This is Who We Are - Community Mural

Earlier this month I had the pleasure of facilitating a community mural with students at a local primary school within the Banyule council area. I worked alongside 40, 9-10-year-old students who spent time painting a representation of themselves onto pre-prepared stencils on large wooden boards. Some students represented themselves in a literal sense, whilst others explored a more figurative image and the result is spectacular.

The project aimed to encourage the children to consider their individuality in a strength-based way and celebrate their diversity through playful engagement with art. Using art-making with young people to explore and articulate the complex notion of identity, allows us to acknowledge the multiplicity that’s often felt when trying to define the intangible parts of ourselves, whilst simultaneously recognising and giving visual representation to the diversity of our community in a public space.

Banyule is a diverse council area, socially, economically and culturally it stretches across a broad spectrum. It’s easy to feel separated by differences, what we don’t know or assume about each other. This school was a wonderful site for this project, as it's a natural snapshot of the diversity in the council area. Within the community, schools play a significant role in creating a safe space for the broad range of people in our community to come together and be joined through our children.

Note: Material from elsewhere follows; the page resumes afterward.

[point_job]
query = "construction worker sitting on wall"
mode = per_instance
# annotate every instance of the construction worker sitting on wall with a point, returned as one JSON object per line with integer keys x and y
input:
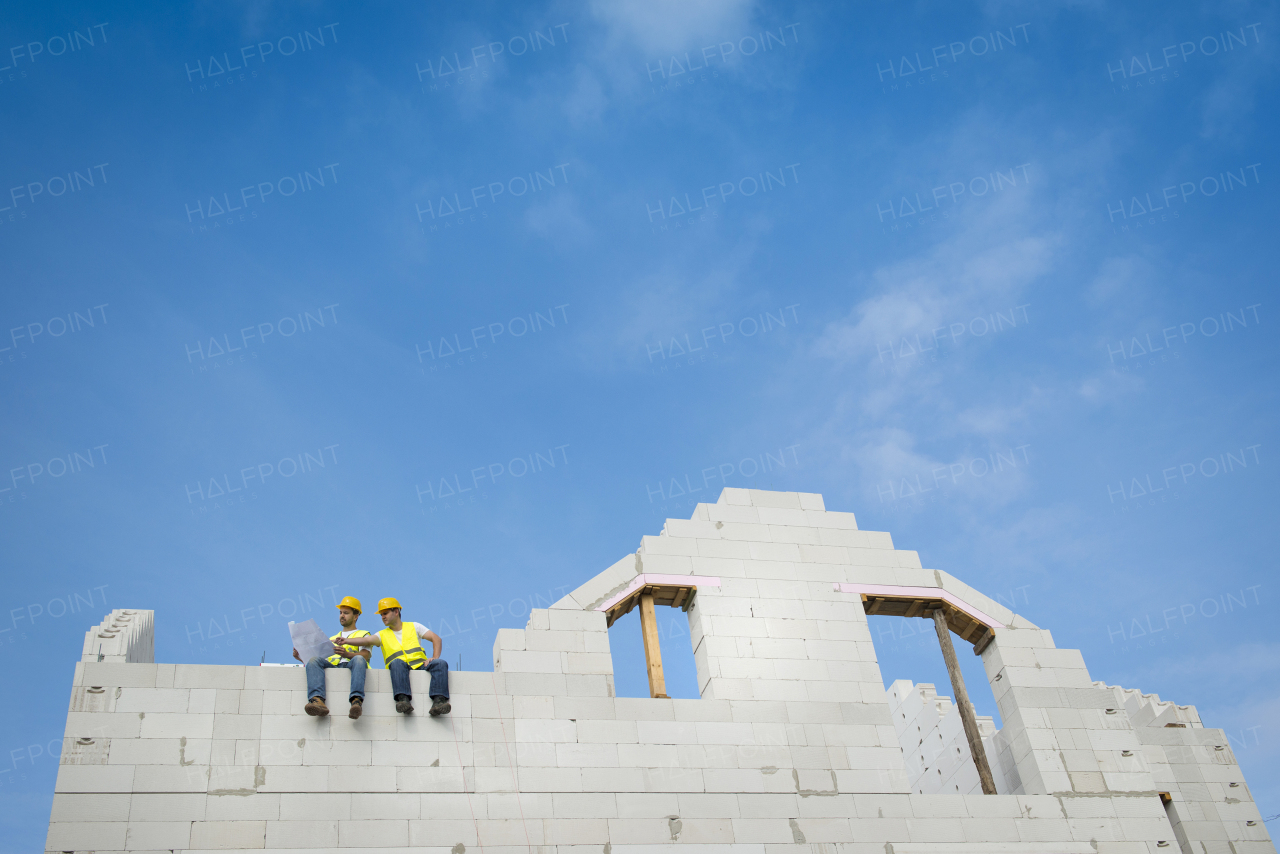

This mural is a community built public art piece that reflects the unique value and character of the neighbourhood as highlighted through the perspective of our young people. The students were able to take control of what they wanted to represent as I sat back in support of their agency, they worked energetically to express their ideas about themselves and collectively represent their notion of community. By sitting back and letting the students take control I handed over the ownership of the mural to the students to share, to ensure that this mural became a piece of public art that reflected the vision and values of the school and its community. 

These students are the new iteration of our community and as such it is important to create an opportunity for their input, perspective, and contribution to be seeded in the fabric of our neighbourhood. Community built public art creates an opportunity for us to see ourselves and our stories, reflected in our public spaces. Projects such as this can change how people engage with a space; how comfortable and welcome diverse populations feel. It becomes less about how we assume we are and where we belong and asks us to consider the realities of how our community actually sees ourselves and how we are connected, seeding a positive future for inclusion and diversity in our children, their families and the larger community.

I put up a feedback board with some sticky notes and a few questions for the students to consider as an optional way to further discussion and reflect on the process.

The murals will be mounted on a prominent wall in the playground of the school so students can readily see their contribution to the piece on a daily basis. This is a public art project that will build community through shared experience and give the participants and residents of the neighbourhood a sense of pride and ownership as it highlights and celebrates who we are in a playful and inclusive way through art.



One of the completed boards is on display in the window of Shop 48, The Harmony Centre in Bell st Mall. It will be on display until the 14th of October when it will be returned to the school for permanent display.

This project was made possible by funding through Banyule City Council’s Art in Public Spaces program and the generous donation of materials from Bunnings Northland.